Jesus begins with a call for humility and gratitude. We read “Blessed are those who are poor for the kingdom of God is theirs.” Now we know the more accurate translation is, “Enriched are those who live in humility and gratitude for the reign of God is theirs.” I invite you to imagine with me a world in which those who had the most resources were secure enough, were interdependent enough, to begin to live in humility and gratitude. Imagine a world in which the uber wealthy were not afraid of losing their fortunes because they did not look to their fortunes for security; instead they knew that their true security is found in relationship with others and in relationship with something greater, something greater that tied their fate to the fate of all of humankind. That something greater is God.
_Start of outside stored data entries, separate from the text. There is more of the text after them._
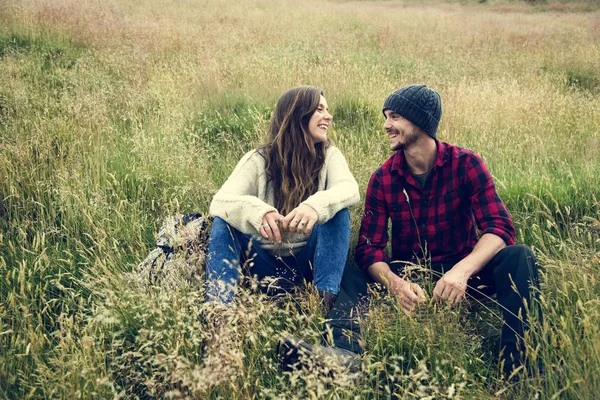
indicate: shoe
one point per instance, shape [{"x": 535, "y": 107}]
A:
[
  {"x": 296, "y": 353},
  {"x": 327, "y": 300}
]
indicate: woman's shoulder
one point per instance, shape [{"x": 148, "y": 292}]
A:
[
  {"x": 253, "y": 156},
  {"x": 333, "y": 152}
]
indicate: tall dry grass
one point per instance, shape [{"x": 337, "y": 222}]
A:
[{"x": 114, "y": 115}]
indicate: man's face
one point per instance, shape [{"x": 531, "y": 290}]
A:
[{"x": 402, "y": 132}]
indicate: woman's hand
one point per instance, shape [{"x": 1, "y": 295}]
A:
[
  {"x": 270, "y": 226},
  {"x": 301, "y": 219}
]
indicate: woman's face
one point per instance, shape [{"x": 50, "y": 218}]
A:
[{"x": 319, "y": 122}]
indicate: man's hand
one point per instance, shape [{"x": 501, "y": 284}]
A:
[
  {"x": 301, "y": 219},
  {"x": 269, "y": 227},
  {"x": 409, "y": 294},
  {"x": 453, "y": 285}
]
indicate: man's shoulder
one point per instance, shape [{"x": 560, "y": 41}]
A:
[{"x": 385, "y": 167}]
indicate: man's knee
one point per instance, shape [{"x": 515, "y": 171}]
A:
[{"x": 517, "y": 260}]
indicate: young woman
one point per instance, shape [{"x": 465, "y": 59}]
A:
[{"x": 283, "y": 211}]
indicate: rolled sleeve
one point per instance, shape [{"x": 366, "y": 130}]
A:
[
  {"x": 373, "y": 237},
  {"x": 489, "y": 210}
]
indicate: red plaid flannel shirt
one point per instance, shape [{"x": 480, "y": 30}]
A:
[{"x": 435, "y": 222}]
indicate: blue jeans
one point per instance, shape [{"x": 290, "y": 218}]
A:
[{"x": 322, "y": 259}]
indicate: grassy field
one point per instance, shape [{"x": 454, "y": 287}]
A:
[{"x": 116, "y": 114}]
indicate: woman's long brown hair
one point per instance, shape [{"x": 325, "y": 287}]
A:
[{"x": 293, "y": 162}]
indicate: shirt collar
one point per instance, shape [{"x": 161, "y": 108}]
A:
[{"x": 399, "y": 164}]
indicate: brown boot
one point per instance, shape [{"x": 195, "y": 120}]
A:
[{"x": 327, "y": 301}]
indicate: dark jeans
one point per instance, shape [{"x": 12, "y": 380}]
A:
[{"x": 510, "y": 275}]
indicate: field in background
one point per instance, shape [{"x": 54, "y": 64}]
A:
[{"x": 115, "y": 115}]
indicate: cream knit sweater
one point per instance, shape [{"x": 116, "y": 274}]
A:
[{"x": 243, "y": 199}]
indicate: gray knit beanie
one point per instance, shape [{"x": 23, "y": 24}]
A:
[{"x": 419, "y": 104}]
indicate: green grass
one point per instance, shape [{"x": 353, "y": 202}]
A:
[{"x": 116, "y": 115}]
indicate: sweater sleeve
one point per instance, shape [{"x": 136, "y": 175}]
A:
[
  {"x": 237, "y": 201},
  {"x": 341, "y": 190}
]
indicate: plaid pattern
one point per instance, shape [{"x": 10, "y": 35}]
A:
[{"x": 434, "y": 223}]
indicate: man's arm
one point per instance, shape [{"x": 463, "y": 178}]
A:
[
  {"x": 496, "y": 226},
  {"x": 453, "y": 285},
  {"x": 409, "y": 294}
]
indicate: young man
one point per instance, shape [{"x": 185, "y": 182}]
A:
[{"x": 435, "y": 195}]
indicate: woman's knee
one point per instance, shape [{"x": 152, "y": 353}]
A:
[{"x": 517, "y": 258}]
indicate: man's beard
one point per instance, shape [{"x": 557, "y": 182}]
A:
[{"x": 409, "y": 139}]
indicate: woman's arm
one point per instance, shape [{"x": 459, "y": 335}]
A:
[
  {"x": 237, "y": 201},
  {"x": 341, "y": 190}
]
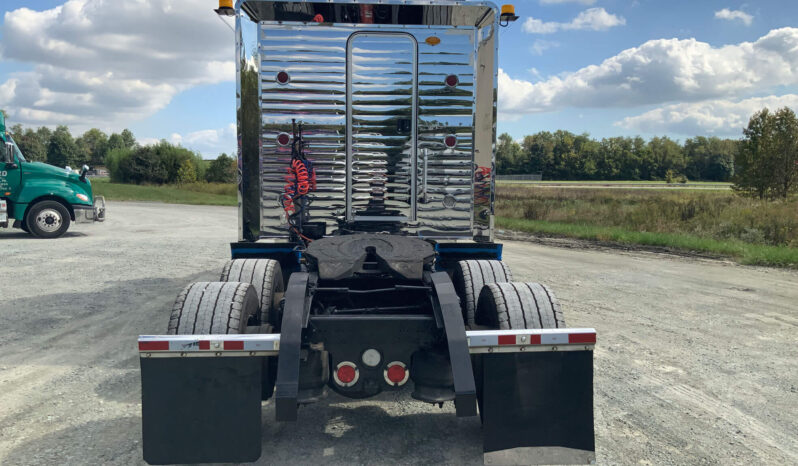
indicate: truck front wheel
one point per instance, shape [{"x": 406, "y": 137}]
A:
[{"x": 48, "y": 219}]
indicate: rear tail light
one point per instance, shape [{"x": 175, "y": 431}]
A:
[
  {"x": 283, "y": 77},
  {"x": 283, "y": 139},
  {"x": 452, "y": 80},
  {"x": 346, "y": 374},
  {"x": 396, "y": 373}
]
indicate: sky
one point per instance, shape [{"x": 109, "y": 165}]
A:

What I am talking about, Friends, and what Jesus was talking about, too, and the psalmist, is a radical vision for humankind. What stands in our way is really just one thing: our insecurity. We have learned, over millennia as we evolved, that our survival depended on our resources. We are ingrained with the idea that more is better, that more will keep us safe, that more will guard us against being without and to a large extent, that is true. But with more and more, the sense of independence grows and grows, and the sense of interdependence becomes unnecessary. Without the assurance of interdependence within a community, without the assurance of strong and true and genuine relationships, vulnerability becomes inevitable, unescapable. Hence Jesus’s statement, “Woe to you who are rich.”

Again we turn to our linguists. “Woe” is not a curse, not at all. Woe is a warning. Woe is the opposite of “Do not be afraid.” Woe means “beware.” “Beware,” Jesus says. Riches, fullness, or a life of ease can offer the illusion of independence and security, independence and security from the rest of humanity, and from God. What a lonely existence. Jesus wants more for us. He has a radical vision for humanity where a person’s worth is not determined by their possessions or status; in Jesus’s vision of humanity, every person has inherent worth. How simple it sounds, and yet how difficult it is to live out.

In closing, I want to acknowledge that we are all part of a slow-moving cultural revolution. It began way before the time of Christ and it will continue long after our time here is done. Our responsibility, in my opinion, as followers of Christ, is to take every opportunity we can to build and strengthen our relationships with one another because this is the root, the radix, of our existence. Interdependence creates a social safety net that will serve us all, across the entire economic spectrum, across all cultural and social barriers. So be it! Amen.

Pastoral Prayer
God of wisdom, we are living in a world where love is too often obscured by fear and violence, and our hearts and minds are heavy with the weight of the struggle to understand. Our hearts are broken open by the shock and we grieve for the victims, their families, and for those moved to violence by unseen forces of sadness, illness and desperation. Dear God, we need so much healing on so many levels. Lord, we pray for ourselves, that we may hold fast to the golden thread of hope for the future of humanity. Save us, please, from sinking into apathy. We are in desperate need of a great shift in our culture. In this place, together, this morning, we are aiding in the cultural shift as we for deeper understanding, as we live into the lovingkindness of Christ, and as we share our best selves with one another. Help us, God, to become what we most wish to see in the world. This I pray in the name of Jesus, who gifted us this prayer… Our Father, who art in heaven, hallowed be thy name. Thy kingdom come, thy will be done, on earth as it is in heaven. Give us this day our daily bread and forgive us our trespasses as we forgive those who trespass against us. Lead us not to temptation, but deliver us from evil, for thine is the kingdom and the power and the glory forever and ever and ever. Amen.


I leave you with these words from the book of Ephesians, chapter 2:

“May God grant you the spirit of wisdom and revelation in deep knowledge. May the eyes of your mind be enlightened so you may know what is the hope of his calling.”